Life on Fairhaven Hill during the time of horses and sleighs was very lovely, and I and all my family regretted very much when automobiles came in, convenient as they were.
We had a single sleigh and a double sleigh and two horses, one used for plowing. And upon the advice of Dr. Chamberlin, we got a cow and finally two cows for when one gave out.
There had been vineyards over most of the hill and the ground showed signs of having been plowed up in ridges for the grapes, and there had been apple trees. It was too rocky for asparagus. When we started here, we dug up huge rocks, some of them as big as a small piano. Some of the men we hired to plow broke their plows up here and refused to do it any more.
My husband started a vineyard on the south side, and we had two blocks of two hundred peach trees each facing west. That was very satisfactory, we had every kind of peach. We sold them, and a man from Stow came over and did the spraying and all the work. He said we should not have any apple trees because some of the bugs from the apple trees would go right to the peach trees, so we hewed down the apple trees, which were growing very nicely, and depended on the peaches.
We had something like 29 rows of grapes. One row would be sufficient for the family so we had to sell them. We had competition with New York grapes at that time and it was difficult shipping them around or out of the state. But I found a place near where the Antiquarian Museum is now and I set up a stand there and sold the grapes. Any guest we had in the house was put to work lining straw boxes with leaves so they would look attractive.
The police came along and asked me if I had a license to do this and of course it hadn't occurred to me, so I had to get a license. My husband never sold by the roadside, he was perfectly glad that I was willing to do it. It was fun for a while.
We cut our own ice from what was always known as the "mud hole". The "mud hole" is much smaller now than what it used to be because they put Route 2 through. There was no Route 2 then, and I don't think we would have bought the place if it had been there or if we had any idea it would be the way it is now. It is impossible to get in or out now.
The pond was nice and big and we cut ice and the children skated there. We had a man named Peter Petersen, who was a very good woodsman and very good at cutting ice too. One day when we were there with the children, he slipped and fell in. It was a very cold day and he ran home over a 1/2 mile up the driveway with ice all over him. The children were very excited over that experience.
Many Concord people owned woodlots here. The men for the exercise and chopping down trees for the wood for the winter. These woodlots were all around the lower part of the hill.
For shopping and marketing I started going to Andersen's store and he would deliver. But in the dead of winter when the snow was deep, he brought the vegetables and food to the foot of the hill, and the Norwegian nurse I had at the time and my three boys would go down with a toboggan to get the groceries. They thought that was great fun and I think the Norwegian nurse enjoyed it very much too.
Two women's groups that I belonged to were the Mending Club and the Tuesday Club. The Mending Club was originally for mending--people brought quilts, many stockings, and socks to be mended for the various grandchildren. But now somebody reads aloud some book that we all vote on and choose, and now there is nothing but very elaborate embroidery. I don't see any socks or pillowcases being repaired any more.

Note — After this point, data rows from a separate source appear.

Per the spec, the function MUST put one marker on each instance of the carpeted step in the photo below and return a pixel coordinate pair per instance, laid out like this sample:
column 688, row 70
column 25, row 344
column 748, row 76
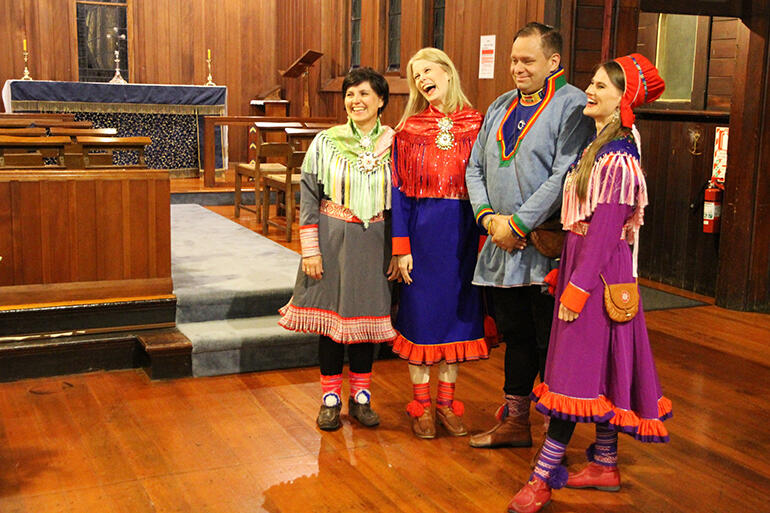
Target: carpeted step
column 223, row 270
column 247, row 345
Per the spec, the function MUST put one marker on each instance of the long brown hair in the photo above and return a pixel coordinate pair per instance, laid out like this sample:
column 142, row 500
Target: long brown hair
column 455, row 98
column 613, row 130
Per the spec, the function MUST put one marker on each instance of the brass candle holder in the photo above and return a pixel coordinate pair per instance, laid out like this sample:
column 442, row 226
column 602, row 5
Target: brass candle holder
column 210, row 81
column 26, row 69
column 118, row 78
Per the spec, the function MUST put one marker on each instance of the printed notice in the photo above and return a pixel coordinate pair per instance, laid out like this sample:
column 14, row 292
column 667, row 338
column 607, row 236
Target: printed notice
column 720, row 154
column 487, row 57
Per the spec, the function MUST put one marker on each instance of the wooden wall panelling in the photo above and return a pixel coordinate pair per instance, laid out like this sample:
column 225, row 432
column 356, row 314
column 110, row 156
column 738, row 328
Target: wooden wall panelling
column 743, row 280
column 723, row 46
column 674, row 250
column 587, row 50
column 84, row 233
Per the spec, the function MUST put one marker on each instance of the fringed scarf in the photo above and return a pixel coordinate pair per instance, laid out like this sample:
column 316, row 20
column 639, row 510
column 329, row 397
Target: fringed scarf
column 353, row 175
column 616, row 177
column 421, row 168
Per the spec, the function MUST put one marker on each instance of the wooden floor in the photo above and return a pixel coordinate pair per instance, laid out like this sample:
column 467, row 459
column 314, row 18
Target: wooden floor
column 118, row 442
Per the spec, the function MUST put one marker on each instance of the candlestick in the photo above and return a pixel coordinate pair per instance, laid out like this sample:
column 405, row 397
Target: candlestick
column 209, row 81
column 117, row 79
column 26, row 69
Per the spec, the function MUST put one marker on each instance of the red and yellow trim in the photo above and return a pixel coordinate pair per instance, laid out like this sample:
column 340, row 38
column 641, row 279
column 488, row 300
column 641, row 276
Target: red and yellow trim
column 452, row 352
column 574, row 297
column 550, row 90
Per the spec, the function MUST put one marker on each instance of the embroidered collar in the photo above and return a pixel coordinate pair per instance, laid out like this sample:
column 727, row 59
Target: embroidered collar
column 532, row 99
column 553, row 83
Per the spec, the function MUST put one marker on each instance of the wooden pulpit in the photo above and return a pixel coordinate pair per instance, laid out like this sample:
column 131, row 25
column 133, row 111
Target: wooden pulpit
column 299, row 68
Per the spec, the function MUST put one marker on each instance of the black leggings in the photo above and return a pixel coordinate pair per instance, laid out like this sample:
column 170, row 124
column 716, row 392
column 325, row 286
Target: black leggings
column 560, row 430
column 523, row 316
column 331, row 355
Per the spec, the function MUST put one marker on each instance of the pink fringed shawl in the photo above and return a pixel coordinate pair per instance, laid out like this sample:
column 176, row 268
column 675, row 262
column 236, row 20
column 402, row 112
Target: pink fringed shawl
column 616, row 177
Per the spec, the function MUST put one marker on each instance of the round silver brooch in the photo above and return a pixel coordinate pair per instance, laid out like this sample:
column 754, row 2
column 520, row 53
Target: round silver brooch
column 445, row 139
column 367, row 162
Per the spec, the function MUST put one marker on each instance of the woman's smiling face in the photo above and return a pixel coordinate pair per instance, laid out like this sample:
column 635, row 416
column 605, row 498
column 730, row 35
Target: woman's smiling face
column 431, row 80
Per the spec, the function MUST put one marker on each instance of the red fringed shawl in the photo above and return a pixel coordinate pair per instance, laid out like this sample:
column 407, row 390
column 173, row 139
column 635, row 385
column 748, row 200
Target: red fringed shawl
column 423, row 170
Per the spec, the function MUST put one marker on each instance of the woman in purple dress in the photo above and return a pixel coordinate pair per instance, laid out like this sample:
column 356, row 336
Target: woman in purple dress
column 599, row 370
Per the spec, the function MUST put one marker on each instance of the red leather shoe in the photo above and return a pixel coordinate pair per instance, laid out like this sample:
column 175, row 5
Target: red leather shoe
column 595, row 476
column 534, row 496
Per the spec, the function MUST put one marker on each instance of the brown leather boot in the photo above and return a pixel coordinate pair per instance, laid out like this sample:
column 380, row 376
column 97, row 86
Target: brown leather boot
column 451, row 421
column 424, row 426
column 510, row 432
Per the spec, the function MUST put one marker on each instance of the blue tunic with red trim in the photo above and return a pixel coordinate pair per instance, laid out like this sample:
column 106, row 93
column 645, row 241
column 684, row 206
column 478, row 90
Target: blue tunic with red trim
column 440, row 314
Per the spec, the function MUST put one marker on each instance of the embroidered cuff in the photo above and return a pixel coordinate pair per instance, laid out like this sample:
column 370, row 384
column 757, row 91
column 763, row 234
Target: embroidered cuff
column 517, row 226
column 401, row 246
column 482, row 212
column 308, row 240
column 574, row 297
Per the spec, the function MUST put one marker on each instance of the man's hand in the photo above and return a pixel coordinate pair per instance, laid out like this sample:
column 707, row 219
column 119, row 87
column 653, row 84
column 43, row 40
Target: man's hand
column 405, row 266
column 313, row 266
column 502, row 235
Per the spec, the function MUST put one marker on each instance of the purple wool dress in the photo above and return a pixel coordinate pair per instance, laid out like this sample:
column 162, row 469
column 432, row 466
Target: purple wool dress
column 599, row 370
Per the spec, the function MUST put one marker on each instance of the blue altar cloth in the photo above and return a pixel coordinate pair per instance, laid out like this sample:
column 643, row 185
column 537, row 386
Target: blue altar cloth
column 171, row 115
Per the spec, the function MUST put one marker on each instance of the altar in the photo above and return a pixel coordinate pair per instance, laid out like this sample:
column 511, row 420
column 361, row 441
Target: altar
column 171, row 115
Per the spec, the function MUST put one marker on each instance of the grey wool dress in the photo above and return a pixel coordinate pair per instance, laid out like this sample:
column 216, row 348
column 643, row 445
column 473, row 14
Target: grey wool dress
column 344, row 217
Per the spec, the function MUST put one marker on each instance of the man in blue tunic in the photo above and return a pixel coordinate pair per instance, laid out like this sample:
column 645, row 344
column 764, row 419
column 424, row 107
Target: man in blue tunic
column 529, row 138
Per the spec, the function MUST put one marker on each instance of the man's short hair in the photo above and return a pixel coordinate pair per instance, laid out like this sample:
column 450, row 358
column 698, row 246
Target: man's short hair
column 550, row 38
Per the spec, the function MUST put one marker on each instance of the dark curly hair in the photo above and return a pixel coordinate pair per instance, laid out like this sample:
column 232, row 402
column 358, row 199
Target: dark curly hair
column 376, row 80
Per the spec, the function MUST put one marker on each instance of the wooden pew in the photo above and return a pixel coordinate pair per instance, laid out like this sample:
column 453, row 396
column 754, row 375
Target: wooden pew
column 46, row 123
column 109, row 144
column 24, row 132
column 38, row 115
column 27, row 152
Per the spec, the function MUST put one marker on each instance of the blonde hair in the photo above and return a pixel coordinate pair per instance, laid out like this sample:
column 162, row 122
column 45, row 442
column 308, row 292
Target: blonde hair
column 613, row 130
column 455, row 98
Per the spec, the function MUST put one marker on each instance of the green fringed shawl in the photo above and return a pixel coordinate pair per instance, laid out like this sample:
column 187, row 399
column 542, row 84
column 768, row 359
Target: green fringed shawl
column 333, row 157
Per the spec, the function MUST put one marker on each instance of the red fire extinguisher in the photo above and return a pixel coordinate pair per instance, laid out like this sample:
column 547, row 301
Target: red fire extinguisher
column 712, row 208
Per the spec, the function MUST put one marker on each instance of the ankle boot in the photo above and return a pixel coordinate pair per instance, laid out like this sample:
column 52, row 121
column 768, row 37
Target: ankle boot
column 449, row 417
column 423, row 423
column 532, row 497
column 596, row 476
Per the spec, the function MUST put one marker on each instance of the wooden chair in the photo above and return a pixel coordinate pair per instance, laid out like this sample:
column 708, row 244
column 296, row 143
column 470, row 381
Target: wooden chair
column 86, row 159
column 27, row 151
column 268, row 156
column 288, row 183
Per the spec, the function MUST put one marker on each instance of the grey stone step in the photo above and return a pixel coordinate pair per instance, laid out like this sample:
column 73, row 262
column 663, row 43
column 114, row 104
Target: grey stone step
column 247, row 345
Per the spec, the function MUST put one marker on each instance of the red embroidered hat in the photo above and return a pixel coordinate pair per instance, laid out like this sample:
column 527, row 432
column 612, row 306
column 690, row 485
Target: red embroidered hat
column 643, row 85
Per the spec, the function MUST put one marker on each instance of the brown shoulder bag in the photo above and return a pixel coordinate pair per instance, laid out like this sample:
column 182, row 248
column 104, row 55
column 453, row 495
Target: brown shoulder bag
column 621, row 300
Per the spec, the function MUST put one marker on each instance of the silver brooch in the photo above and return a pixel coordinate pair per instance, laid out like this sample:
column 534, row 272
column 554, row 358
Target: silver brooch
column 445, row 139
column 367, row 162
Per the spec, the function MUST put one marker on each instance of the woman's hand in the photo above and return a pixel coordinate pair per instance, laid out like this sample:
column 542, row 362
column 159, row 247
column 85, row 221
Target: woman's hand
column 313, row 267
column 405, row 266
column 567, row 315
column 392, row 273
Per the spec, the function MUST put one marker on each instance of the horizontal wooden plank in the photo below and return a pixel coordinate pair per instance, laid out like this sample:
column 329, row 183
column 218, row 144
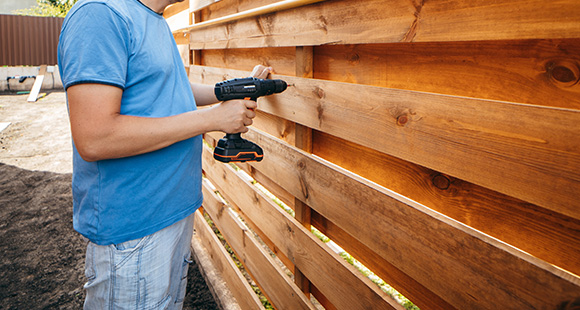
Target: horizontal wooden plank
column 237, row 284
column 411, row 289
column 262, row 10
column 547, row 235
column 542, row 72
column 344, row 286
column 463, row 266
column 176, row 8
column 535, row 158
column 223, row 8
column 281, row 59
column 383, row 21
column 273, row 282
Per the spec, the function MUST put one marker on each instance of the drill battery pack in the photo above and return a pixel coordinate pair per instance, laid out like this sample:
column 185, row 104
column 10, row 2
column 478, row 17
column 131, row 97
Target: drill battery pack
column 233, row 148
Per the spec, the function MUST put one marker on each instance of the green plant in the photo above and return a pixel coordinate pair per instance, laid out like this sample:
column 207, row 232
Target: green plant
column 54, row 8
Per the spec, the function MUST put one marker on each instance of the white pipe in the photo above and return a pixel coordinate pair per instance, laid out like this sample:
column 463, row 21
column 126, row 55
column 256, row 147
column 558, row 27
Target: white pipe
column 270, row 8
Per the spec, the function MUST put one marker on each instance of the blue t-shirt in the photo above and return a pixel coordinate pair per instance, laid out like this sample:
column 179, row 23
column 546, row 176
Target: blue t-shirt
column 125, row 44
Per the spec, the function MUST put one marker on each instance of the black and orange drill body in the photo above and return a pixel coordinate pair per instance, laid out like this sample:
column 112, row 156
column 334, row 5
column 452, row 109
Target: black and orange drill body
column 232, row 147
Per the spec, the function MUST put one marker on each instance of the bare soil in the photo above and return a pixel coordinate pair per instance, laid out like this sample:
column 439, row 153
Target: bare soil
column 41, row 256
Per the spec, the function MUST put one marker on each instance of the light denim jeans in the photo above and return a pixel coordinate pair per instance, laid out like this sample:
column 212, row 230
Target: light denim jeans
column 146, row 273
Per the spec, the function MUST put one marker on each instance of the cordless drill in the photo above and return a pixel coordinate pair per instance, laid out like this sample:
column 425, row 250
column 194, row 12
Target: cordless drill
column 232, row 147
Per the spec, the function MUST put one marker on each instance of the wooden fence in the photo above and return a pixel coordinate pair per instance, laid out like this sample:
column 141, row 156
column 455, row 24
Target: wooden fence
column 29, row 40
column 437, row 142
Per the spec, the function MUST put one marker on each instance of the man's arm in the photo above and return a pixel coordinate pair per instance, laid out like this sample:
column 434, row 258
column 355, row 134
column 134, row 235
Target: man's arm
column 100, row 132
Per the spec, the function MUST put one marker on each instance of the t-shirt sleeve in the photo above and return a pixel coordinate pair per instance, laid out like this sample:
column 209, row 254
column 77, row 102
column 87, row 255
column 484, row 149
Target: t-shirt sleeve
column 94, row 47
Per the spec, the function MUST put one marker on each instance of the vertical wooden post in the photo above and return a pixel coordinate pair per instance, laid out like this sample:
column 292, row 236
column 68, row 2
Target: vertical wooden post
column 304, row 59
column 195, row 55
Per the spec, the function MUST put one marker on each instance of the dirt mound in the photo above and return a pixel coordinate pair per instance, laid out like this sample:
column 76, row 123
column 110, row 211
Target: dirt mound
column 41, row 256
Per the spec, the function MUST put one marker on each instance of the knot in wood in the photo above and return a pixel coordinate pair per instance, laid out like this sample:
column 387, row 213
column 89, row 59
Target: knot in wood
column 441, row 182
column 402, row 119
column 354, row 58
column 319, row 92
column 563, row 72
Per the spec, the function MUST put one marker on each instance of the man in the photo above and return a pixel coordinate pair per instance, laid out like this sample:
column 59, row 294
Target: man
column 136, row 149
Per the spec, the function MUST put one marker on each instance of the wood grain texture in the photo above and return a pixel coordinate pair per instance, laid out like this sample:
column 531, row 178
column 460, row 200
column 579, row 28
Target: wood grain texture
column 535, row 157
column 461, row 265
column 547, row 235
column 384, row 21
column 344, row 286
column 541, row 72
column 411, row 289
column 237, row 284
column 276, row 285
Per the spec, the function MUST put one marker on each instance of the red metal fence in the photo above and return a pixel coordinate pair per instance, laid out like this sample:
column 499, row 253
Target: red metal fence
column 28, row 40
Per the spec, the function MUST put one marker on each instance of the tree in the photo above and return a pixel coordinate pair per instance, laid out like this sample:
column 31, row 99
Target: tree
column 54, row 8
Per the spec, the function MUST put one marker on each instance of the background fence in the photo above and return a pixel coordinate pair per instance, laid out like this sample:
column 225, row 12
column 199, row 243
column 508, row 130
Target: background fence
column 436, row 142
column 28, row 40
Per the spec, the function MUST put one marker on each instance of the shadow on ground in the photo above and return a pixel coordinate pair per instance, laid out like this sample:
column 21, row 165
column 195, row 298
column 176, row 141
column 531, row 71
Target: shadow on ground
column 41, row 256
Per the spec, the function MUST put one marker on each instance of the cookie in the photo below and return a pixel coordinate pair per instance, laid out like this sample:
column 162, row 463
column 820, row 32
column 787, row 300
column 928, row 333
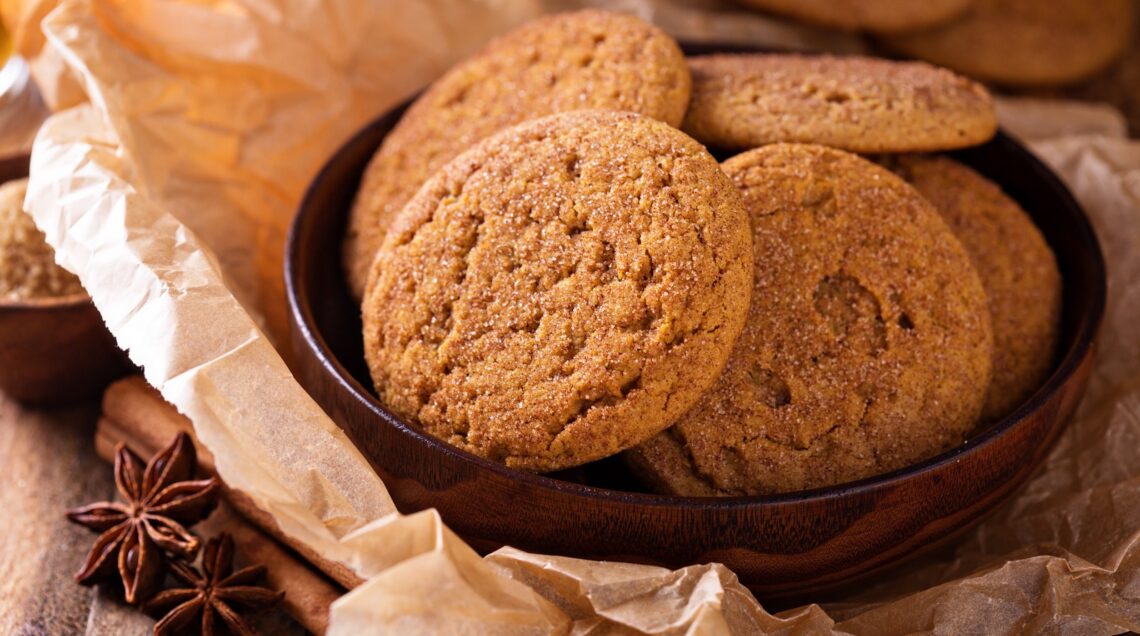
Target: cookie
column 569, row 62
column 562, row 291
column 884, row 16
column 1017, row 268
column 856, row 104
column 868, row 344
column 1026, row 42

The Tuesday Club in the old days would have readings, or acting out of plays, or recitations, but we had more games like charades which were very amusing and good fun. Ten or twelve people that were willing to act would do the shows, and the audience just enjoyed the antics and laughed.
Grace Keyes was a friend of a cousin of mine. They lived together at one time. of course, she was older than I but she was most distinctly a character with a wonderful sense of humor and very original. She was a marvelous golf player, I think she was the top woman at the time.
One time that I will never forget was when there was a large party at the Armory. I think Mrs. Adams walked down the grand march with the chief of police and a lot of very important big shots were there. Most of us were asked to wear a colonial costume of some sort which most of us did. Grace Keyes was dressed as a man in old working clothes with old blue jeans patched and in the back pocket, a whiskey bottle protruded and she had a corncob pipe. She was a real character, and of course she knew very well how to speak like she had been on the road. She made a great hit and I shall never forget what she looked like.
Mrs. Charles Francis Adams was having an antisuffrage party, and she asked to borrow from me a large silver coffee urn, which I had loaned to her on other occasions. I asked her what she wanted it for and she told me it was an antisuffrage party. So I told her she couldn't have it for antisuffrage because I was decidedly in the other camp. So she didn't get the urn that time.
Patty Hosmer had a picture of me standing in a doorway under a banner. I had an ancient pongee suit and hat on of the period and I had a sign saying "Are Women People?", which I marched with during the suffrage movement.